平成25年12月、国連教育科学文化機関(ユネスコ)の無形文化遺産に登録された「和食」をめぐり、文化庁は、無形文化遺産をアピールした上での和食の商業化をいっさい認めない方針を決めた。民間から「無形文化遺産に登録された和食」とアピールして特定の料理や食材を販売することは可能かどうかの問い合わせが相次ぎ、過度な商業化が続けば最悪の場合、登録取り消しもあり得ると同庁が判断したためだ。

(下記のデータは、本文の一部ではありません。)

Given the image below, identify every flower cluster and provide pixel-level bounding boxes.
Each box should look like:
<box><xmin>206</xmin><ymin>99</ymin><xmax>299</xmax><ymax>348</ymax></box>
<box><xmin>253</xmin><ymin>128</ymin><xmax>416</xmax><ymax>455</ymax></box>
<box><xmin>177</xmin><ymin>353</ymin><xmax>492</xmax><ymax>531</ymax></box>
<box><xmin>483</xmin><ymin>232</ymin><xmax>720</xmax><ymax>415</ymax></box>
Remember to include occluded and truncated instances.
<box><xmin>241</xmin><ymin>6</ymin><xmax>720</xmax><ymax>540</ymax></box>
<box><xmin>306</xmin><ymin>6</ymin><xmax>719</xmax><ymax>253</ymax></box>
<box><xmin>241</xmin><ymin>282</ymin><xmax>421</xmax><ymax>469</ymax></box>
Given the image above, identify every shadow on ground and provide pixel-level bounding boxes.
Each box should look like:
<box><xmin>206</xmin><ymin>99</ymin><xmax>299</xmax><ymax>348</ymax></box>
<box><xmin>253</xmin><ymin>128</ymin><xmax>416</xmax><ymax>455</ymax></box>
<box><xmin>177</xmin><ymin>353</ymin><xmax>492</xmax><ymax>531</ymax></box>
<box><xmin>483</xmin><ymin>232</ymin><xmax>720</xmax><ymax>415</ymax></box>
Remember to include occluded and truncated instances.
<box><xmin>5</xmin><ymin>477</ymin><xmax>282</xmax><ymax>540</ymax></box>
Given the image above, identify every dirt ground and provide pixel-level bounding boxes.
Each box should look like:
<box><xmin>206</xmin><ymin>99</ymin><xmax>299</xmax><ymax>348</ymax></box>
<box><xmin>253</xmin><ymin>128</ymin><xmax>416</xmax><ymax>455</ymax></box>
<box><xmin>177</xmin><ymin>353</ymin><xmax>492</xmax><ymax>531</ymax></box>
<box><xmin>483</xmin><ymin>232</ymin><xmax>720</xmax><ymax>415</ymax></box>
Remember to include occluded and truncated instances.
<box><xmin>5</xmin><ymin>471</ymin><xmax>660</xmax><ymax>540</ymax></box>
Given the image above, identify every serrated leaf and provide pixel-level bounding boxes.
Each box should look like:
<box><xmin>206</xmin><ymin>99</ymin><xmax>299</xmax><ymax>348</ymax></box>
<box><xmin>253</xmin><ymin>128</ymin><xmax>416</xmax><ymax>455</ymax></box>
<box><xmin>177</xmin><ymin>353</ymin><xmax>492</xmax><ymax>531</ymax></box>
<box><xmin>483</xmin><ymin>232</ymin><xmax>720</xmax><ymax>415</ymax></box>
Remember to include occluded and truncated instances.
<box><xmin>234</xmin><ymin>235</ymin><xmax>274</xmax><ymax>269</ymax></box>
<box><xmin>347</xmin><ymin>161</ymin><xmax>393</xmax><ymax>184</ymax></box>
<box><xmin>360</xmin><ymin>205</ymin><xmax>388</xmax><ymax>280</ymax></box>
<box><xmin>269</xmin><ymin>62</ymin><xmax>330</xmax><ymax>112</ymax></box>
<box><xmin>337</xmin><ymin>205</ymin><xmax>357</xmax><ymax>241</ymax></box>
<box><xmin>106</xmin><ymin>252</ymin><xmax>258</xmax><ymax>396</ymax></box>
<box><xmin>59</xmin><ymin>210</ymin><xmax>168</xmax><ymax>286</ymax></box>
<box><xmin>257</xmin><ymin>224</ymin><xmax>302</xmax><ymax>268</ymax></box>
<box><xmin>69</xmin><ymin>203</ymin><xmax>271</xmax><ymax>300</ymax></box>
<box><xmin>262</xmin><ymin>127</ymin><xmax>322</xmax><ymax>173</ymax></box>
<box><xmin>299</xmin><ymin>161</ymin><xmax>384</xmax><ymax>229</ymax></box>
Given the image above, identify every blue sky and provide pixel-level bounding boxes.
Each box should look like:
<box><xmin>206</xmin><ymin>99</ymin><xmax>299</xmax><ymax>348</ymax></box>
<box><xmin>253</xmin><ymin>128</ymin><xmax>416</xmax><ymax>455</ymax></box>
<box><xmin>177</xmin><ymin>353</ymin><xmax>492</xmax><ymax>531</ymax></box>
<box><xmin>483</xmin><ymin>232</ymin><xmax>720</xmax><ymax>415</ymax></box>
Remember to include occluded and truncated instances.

さらに、こうした措置の背景には韓国の「キムチ」に出された“警告”から学んだ経験も生かされているという。
同庁などによると、和食が無形文化遺産に登録されて以降、例えば、おせち料理に使われる具材や、和食の定番料理などを指定するなどして「無形文化遺産に登録された和食」として販売していいかといった民間企業からの問い合わせが相次いでいるという。
これを受け、同庁は「例外を認めると商業化への歯止めがかからなくなる」として、商業化を一切認めない見解をまとめ、企業からの問い合わせに対応することに決めた。特定の商品だけでなく、たとえば和食文化を楽しむツアーなどを無形文化遺産として宣伝することも認めない。
問い合わせ企業に対しては、「商業化を理由に無形文化遺産登録が取り消されれば企業イメージのマイナスにもつながる」などと硬軟おりまぜて説得しているといい、これまでに問い合わせのあった企業による商業化のケースはないという。
過度な商業化に対する牽制(けんせい)は文化庁だけでなく農林水産省も行っている。
登録前の25年6月に同省食ビジョン推進室の担当者は、民間企業で行われた公開講座で「もうかる日本食を広めるために(和食の登録に)挑戦しているわけではない。これを契機に商売がもうかる、販売促進に利用しようと思っている事業者は大勢いるだろうが、われわれの趣旨は違う」と明言、商業化をもくろむ業界にくぎを刺した。